Perhaps the only thing more disappointing than McCaffrey’s decision has been the reaction of his team. His teammate Trenton Irwin tweeted: “The whole team supports McCaffrey in anything and everything.” This was followed by Stanford coach David Shaw who praised McCaffrey as a teammate and said, “We wish him great success at the next level, as we continue our preparation for the Sun Bowl.” Am I living in some kind of alternate universe? I know they have a relationship with the guy but how could they be that OK with this? No frustration? No disappointment? There was a time, not long ago, when something like this wasn’t even an option. But now that somebody has made the decision to cross that line why are so many people instantly accepting?

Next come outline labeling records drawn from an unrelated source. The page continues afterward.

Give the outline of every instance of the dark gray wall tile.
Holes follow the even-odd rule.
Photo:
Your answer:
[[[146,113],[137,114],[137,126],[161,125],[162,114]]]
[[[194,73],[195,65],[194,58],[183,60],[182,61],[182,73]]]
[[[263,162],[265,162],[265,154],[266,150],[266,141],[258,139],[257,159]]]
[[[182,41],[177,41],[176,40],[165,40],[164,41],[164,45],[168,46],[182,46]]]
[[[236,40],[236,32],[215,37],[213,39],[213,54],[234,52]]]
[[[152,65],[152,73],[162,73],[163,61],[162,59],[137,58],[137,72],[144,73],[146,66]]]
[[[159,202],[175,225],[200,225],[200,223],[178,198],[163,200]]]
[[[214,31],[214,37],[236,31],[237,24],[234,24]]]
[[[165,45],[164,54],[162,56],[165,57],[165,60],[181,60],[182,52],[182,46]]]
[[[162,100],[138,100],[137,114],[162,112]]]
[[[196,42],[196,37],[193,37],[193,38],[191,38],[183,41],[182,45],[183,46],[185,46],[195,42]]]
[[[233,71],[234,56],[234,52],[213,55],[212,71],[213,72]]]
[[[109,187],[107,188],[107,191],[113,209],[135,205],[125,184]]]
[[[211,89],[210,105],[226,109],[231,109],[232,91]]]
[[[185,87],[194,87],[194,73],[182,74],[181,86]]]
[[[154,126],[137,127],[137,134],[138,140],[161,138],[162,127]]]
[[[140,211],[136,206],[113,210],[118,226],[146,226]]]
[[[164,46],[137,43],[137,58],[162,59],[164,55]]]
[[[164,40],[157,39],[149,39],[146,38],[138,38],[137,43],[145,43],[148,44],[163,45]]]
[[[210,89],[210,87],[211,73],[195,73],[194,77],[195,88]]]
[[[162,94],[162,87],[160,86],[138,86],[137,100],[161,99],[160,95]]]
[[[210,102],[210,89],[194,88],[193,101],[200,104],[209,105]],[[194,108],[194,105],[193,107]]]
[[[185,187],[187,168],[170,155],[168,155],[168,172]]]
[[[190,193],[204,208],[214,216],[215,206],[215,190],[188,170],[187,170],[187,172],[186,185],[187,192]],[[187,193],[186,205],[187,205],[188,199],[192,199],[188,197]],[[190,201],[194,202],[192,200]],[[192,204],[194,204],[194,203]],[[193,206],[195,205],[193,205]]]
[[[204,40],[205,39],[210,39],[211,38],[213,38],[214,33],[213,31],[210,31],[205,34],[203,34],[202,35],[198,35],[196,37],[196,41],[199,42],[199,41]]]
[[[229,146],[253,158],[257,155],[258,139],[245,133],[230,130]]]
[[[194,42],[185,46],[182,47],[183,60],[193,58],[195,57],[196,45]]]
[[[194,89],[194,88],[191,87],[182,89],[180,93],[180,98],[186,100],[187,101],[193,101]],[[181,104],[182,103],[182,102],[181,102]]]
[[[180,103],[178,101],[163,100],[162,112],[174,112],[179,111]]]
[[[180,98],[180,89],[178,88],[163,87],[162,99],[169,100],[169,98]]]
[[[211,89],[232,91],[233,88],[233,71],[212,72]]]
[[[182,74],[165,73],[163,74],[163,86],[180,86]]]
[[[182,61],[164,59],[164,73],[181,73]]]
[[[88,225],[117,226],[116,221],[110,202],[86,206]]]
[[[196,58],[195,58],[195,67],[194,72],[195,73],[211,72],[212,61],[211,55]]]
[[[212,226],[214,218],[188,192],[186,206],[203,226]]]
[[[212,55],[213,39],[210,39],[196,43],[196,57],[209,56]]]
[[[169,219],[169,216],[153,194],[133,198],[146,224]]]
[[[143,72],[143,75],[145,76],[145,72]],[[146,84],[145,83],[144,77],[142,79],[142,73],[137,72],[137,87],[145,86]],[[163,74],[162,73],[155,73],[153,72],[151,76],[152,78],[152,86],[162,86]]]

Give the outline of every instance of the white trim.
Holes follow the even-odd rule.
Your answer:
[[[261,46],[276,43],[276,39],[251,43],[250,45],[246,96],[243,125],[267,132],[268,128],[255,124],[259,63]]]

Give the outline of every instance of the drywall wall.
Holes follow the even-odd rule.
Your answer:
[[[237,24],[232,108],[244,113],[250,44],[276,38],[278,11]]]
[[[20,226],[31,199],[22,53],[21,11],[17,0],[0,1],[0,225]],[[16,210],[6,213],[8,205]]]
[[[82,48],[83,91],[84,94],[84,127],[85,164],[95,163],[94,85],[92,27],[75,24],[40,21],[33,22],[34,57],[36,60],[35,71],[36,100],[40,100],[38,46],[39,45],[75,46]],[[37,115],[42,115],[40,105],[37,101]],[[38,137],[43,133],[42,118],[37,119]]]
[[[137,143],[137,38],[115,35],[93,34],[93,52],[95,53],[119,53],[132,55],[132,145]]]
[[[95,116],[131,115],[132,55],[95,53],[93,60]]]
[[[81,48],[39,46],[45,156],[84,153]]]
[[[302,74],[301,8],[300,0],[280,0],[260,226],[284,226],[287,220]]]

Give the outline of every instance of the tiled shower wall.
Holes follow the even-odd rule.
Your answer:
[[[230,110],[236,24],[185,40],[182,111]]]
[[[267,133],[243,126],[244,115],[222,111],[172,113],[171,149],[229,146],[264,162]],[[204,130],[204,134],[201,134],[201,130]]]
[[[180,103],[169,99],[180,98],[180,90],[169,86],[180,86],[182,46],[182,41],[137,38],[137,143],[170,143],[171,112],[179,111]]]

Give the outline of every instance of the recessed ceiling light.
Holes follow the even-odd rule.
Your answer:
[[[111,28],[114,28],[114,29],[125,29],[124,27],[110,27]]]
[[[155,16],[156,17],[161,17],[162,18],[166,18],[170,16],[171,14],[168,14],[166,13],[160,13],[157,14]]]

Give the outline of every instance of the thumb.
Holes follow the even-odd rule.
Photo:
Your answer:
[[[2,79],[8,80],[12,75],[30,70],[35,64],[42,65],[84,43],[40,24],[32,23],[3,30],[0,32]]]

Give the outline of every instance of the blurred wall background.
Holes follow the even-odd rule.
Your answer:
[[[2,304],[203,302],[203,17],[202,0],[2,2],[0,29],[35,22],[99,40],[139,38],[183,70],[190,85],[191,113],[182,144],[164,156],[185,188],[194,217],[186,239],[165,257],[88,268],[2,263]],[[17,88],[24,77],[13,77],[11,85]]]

I also keep hearing some variation of, “If his team was in the playoffs then you know he would play…” Really? How do we know that? If you truly are thinking of your future and the millions that the NFL intends to shower upon you then why would you play in any game? And if he would play in a playoff game that sets a very troubling and strange precedent. Players might suddenly feel free to pick and choose which games they participate in based on importance. Does that mean if an NFL prospects team loses two early games, effectively eliminating itself from playoff contention, then will they consider sitting out the second half of the regular season? Just how far will players take this? I wonder if McCaffrey’s teammates would have felt differently if he hung up his cleats in mid-October to “prepare” for the draft.
It all just seems wrong. Players have an obligation to the schools that have been providing them with a six-figure education, to play out the set. They have an obligation to their teammates who have been working just as hard as them to bring the team to that point. They have an obligation to their coaches, whose jobs often are directly linked to wins and losses in big games. Make no mistake this is a big game. Yeah, it’s not the playoffs or even the Rose Bowl but it’s also not a matchup of two 6-6 teams in the Weed Wacker Poinsettia Ram-a-lam-a-ding-dong Bowl. Stanford is a ranked team playing in the Sun Bowl, a bowl with 80 years of tradition behind it. It’s the type of game that affects recruiting and could help establish a foundation for a program’s future. In other words, it’s not a game you sit out.
Then again no game is. Maybe I sound too old school or rigid but if a game is scheduled and your team is lining up to play – then you play every time. You don’t agonize over the future, you don’t contemplate the what-ifs, you don’t crawl behind a glass encasement with a sign on it that reads, “Don’t break until after draft.” You just play. You do what every player has done for over a century of college football, you lace up your cleats and let the chips fall where they may. And if you don’t trust my advice, as someone that has never had to play in a bowl game knowing they would be drafted by the NFL, then how about trusting the words of somebody that not only faced that choice, but who’s decision to play cost him dearly. When former Notre Dame linebacker Jaylon Smith recently contemplated his decision to play in last year’s Fiesta Bowl he simply said, “Honestly. With everything I’ve been through, if I could go back to January 1st, I’d play again.”
Now that’s a guy I’ll take on my team any day.